Working at my house in Asheville is somewhat similar to the silent shop mornings. The only visitors I get are Harper coming to remind me she is bored, maybe a bee wandering up from the woods beyond my deck to see what is happening, or an occasional neighbor. I have been home for the past few weeks and have been cutting pearl, putting together ukuleles, and inlaying fingerboards. Oh and writing blogs :-)
Last week, on my deck, I shaped braces, shaved kerfing, and fitted the top and back onto a soprano ukulele. I am really excited about this particular ukulele because I am making it for a good friend. When it is possible, I like to take time to get to know someone I make an instrument for, at least little bit, because I think that makes the instrument more of a collaboration, and less something I just make. I have found that the best partnerships are when I am given artistic license to make what I know the person will love, adding little touches for them, but keeping the artistry for myself.
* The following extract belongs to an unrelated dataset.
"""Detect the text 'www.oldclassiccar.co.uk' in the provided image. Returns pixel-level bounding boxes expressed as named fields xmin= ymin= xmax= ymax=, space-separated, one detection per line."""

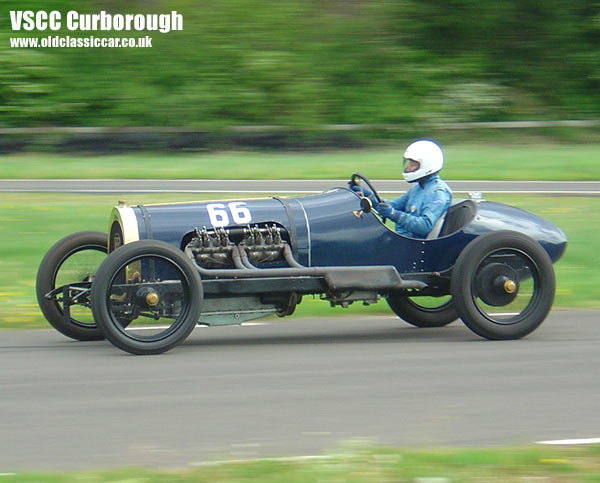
xmin=9 ymin=10 xmax=183 ymax=48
This mutual trust is sometimes difficult to achieve, so when it happens, as in this case, it is a truly positive and exciting experience.
|Signed uderside of soprano top for my friend Kyler.|
The koa for this ukulele is a piece left over from my #16 guitar. I am so glad I was able to use it because that piece of wood is more special than most, with curls radiating out like sun rays through the grain. I am a firm believer in wasting as little materials as possible, this incredible wood especially, and sopranos allow for that more willingly than larger instruments which I enjoy.
|Kyler's initials, inlaid in the|
headstock of his ukulele.
While I miss working with my dad, and having his vast guitar knowledge and building expertise just feet away, it has been great to get to work on my instruments on my own time, then go for a run with Harper at the Biltmore Estate every day. Once we run past the lines of people on Segways winding their way down the paths surrounding the winery, we are generally alone to enjoy the scenery and history of the property. The only thing missing is a visitor or two to perk up a lonely afternoon. Will you come visit me in Asheville when (someday) I have my very own shop here? I sure hope you will.